Le Président entre le feu de la foi et la lumière de la raison

Mansour Mhenni

Mansour Mhenni

C’est une vraie bombe politique et médiatique qu’a lancée le président de la République Béji Caïd Essebsi à l’occasion du 61ème anniversaire du Code du Statut Personnel, marchant ainsi sur les pas de son modèle, son père politique et spirituel, le leader Habib Bourguiba. On annonçait une surprise et c’en fut une, au moins pour une bonne tranche de la population tunisienne, mais sans doute aussi pour la part la plus large de la population arabo-musulmane !

Depuis, chacun y va de son petit effort d’interprétation et même de sa plus ou moins grande spéculation sur l’avenir, allant même jusqu’à la mise en danger de la vie du Président et à la mise en péril de l’équilibre à peine retrouvé de l’Etat tunisien. Le principal indicateur à retenir de cette situation inopinée, c’est que la société arabo-musulmane reste par trop classique quant aux lois qui sont censées la gérer et par trop rigide quant à la discussion même, de façon sereine et rationnelle, de certaines questions systématiquement comptées de l’ordre du sacré et du tabou intellectuel. Or c’est à deux de ces questions les plus brûlantes que s’est attaqué BCE, avec une audace que d’aucuns comparent à celle de Bourguiba, mais que d’autres trouvent mal calculées par rapport au contexte.

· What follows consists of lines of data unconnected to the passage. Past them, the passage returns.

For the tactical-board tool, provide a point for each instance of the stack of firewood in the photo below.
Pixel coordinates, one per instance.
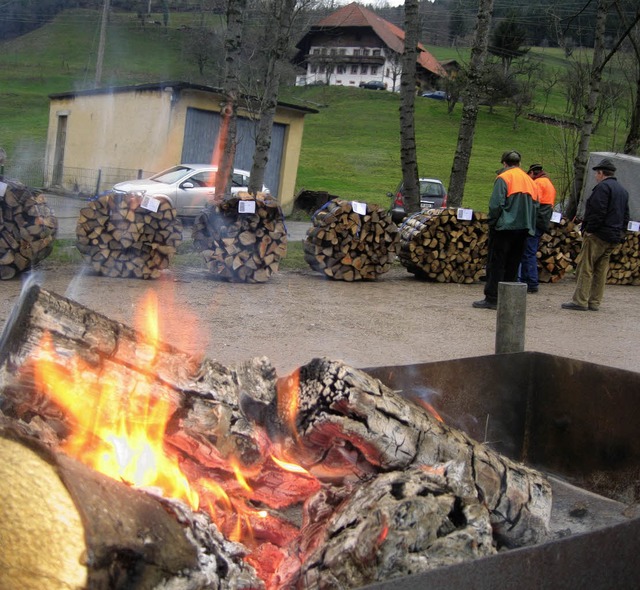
(436, 245)
(28, 228)
(557, 251)
(128, 236)
(243, 238)
(350, 246)
(624, 264)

Il est évident qu’il y a à prendre et à laisser dans les attitudes et les arguments des uns et des autres quant aux questions soulevées par le Président, mais il y a surtout à relever la relance, de façon essentielle, jusqu’à la crise, du débat souvent caressé dans le sens du poil entre le sacré et le profane, entre le religieux et le politique… Dès lors, la question centrale devient : peut-on discuter l’interprétation coranique – ce qui ne veut pas dire discuter le Coran qui, dans l’état où il est, est un texte ainsi arrêté dans sa composition (a postériori) et mis à la disposition des croyants pour qu’ils y cherchent chacun la voie de son salut. Il va sans dire donc que l’interprétation peut varier, selon les moyens, la méthode et la perspicacité de chacun et que la responsabilité de chacun sera à la mesure de la sincérité qu’il a en traitant avec le Coran et non forcément sur la vérité d’un sens unique qui ne peut être détenu que par le Créateur du Coran, en l’occurrence Dieu, pour les musulmans. De là l’importance de l’Ijtihad qui devrait consister plutôt en une relativisation de la vérité humaine par rapport à l’Absolu de la Vérité Divine, et non en un suivisme aveugle derrière un quelconque autre interprétant qui s’octroie le pouvoir du texte par une simple maîtrise de la langue et qui, de ce fait, peut faire tout ce qu’il veut du texte et des croyants qui le suivent.

C’est là que m’interpelle une question de croyant, n’autorisant personne à faire de la surenchère sur sa foi, mais prêt à converser avec tout semblable croyant ; cette question est : Pourquoi Mohammed est-il le dernier des prophètes et l’islam, la dernière religion monothéiste ?

A remonter l’histoire de l’humanité jusqu’à l’étape de l’appréhension et de la saisie sensibles et intelligentes de l’existence, et par là même de l’interrogation existentielle liée à la condition humaine, on se rend compte qu’il y a un moment nodal où l’humanité a commencé à se libérer de la connaissance par le mythe, qui comprend aussi tout ce qui est de l’ordre de la croyance, pour s’intéresser à la connaissance par la pensée, qui comprend la philosophie et l’intelligence. Cette transition a duré les deux siècles séparant, en Grèce, les Sept Sages de Socrate, presqu’au milieu précis de la période séparant Moïse de Jésus.

De ce point de vue, la philosophie serait donc bel et bien née avec Socrate et aurait été concrétisée avec Platon ; mais la condamnation à mort du premier a constitué une vraie entorse dans le développement de l’intelligence philosophique, laissant l’homme dans un inéluctable tiraillement entre la quête de la sagesse dans et par la religion et sa recherche dans la philosophie, les deux interférant avec la politique tantôt pour le meilleur, tantôt pour le pire. Partant de là, on peut croire que Jésus et Mohamed soient venus transmettre à l’humanité les deux derniers messages célestes appelant à libérer la pensée humaine, à la déclarer capable d’évoluer avec ce qu’elle a acquis par le recours à la transcendance et alors à faire confiance à la Raison.

Sans entrer dans un long développement qui trouverait mal sa place dans cet espace, je dis que cette idée m’interpelle et qu’elle me semble devoir en faire autant pour tous les croyants. On y trouverait peut-être les raisons d’un échange serein qui garantirait le respect mutuel et qui, entre le sacré et le profane, donnerait à César ce qui est à César.